El acuerdo con el Fondo Monetario Internacional (FMI) marca un punto de inflexión. El programa de Facilidad Extendida no solo implica un alivio financiero de 1,400 millones de dólares, sino que también sienta las bases para una reforma estructural más profunda. La disciplina fiscal, la mejora en la gobernanza y una mayor sostenibilidad del sistema de pensiones no son solo condiciones impuestas: son reformas largamente postergadas que el país necesita con urgencia.

La reducción del déficit fiscal al 4.4% del PIB en 2024 y su proyectada disminución hasta el 2.1% en 2026 muestran un compromiso palpable con la consolidación fiscal.

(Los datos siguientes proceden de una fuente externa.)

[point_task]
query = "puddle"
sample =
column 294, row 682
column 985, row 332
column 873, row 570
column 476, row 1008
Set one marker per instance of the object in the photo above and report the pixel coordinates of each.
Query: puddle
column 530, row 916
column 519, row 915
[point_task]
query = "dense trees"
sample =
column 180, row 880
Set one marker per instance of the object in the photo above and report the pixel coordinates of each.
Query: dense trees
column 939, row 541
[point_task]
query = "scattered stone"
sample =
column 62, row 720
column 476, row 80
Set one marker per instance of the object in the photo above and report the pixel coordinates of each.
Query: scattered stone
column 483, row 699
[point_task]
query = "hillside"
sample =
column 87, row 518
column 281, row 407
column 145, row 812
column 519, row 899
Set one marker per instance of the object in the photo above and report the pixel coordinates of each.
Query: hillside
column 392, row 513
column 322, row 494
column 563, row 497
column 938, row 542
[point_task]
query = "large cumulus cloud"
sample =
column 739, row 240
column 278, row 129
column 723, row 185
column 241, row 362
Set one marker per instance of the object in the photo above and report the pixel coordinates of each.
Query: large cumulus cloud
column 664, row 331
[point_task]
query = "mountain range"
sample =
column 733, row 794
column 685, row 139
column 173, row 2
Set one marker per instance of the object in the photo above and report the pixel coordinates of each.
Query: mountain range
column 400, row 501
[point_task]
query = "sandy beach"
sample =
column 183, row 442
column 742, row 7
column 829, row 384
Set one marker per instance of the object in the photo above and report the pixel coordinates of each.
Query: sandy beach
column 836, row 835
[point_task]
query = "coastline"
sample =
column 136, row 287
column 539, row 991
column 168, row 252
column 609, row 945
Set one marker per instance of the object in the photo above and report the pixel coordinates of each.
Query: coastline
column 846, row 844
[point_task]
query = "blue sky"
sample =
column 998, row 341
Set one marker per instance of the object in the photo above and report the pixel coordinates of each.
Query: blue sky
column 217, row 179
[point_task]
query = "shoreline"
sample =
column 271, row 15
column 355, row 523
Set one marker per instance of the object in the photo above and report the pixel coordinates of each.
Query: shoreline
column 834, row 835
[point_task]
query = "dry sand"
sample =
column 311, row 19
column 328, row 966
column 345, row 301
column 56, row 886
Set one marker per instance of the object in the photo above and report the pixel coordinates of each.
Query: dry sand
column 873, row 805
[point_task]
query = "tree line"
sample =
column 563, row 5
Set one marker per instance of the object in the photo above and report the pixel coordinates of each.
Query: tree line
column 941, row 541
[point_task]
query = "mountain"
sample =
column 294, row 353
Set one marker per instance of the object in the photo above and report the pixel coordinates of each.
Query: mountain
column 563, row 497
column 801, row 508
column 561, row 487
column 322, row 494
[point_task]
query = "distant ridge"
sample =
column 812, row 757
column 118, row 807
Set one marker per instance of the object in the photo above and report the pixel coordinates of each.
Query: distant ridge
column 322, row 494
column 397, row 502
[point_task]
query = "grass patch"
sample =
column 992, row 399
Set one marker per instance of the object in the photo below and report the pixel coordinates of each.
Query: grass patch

El hecho de que se vislumbre financiamiento adicional por hasta 2,200 millones de dólares sin necesidad de emitir deuda nueva en los mercados internacionales es una noticia positiva en un entorno global aún incierto.



Sin embargo, no se debe perder de vista la otra cara del informe. La deuda pública, en torno al 87% del PIB, sigue siendo alarmantemente alta para un país con la calificación crediticia de El Salvador. La carga por intereses, que absorbe más del 17% de los ingresos del gobierno, reduce el margen de maniobra para inversiones sociales y económicas. Este es el precio de años de desorden fiscal, decisiones improvisadas y un uso político del endeudamiento.

El Salvador necesita construir una trayectoria fiscal y económica sostenible no solo sobre la base de acuerdos con organismos multilaterales, sino sobre un compromiso más amplio con la estabilidad institucional, el respeto a los contratos y la confianza del inversionista. Solo entonces podrá aspirar a algo más que la supervivencia financiera.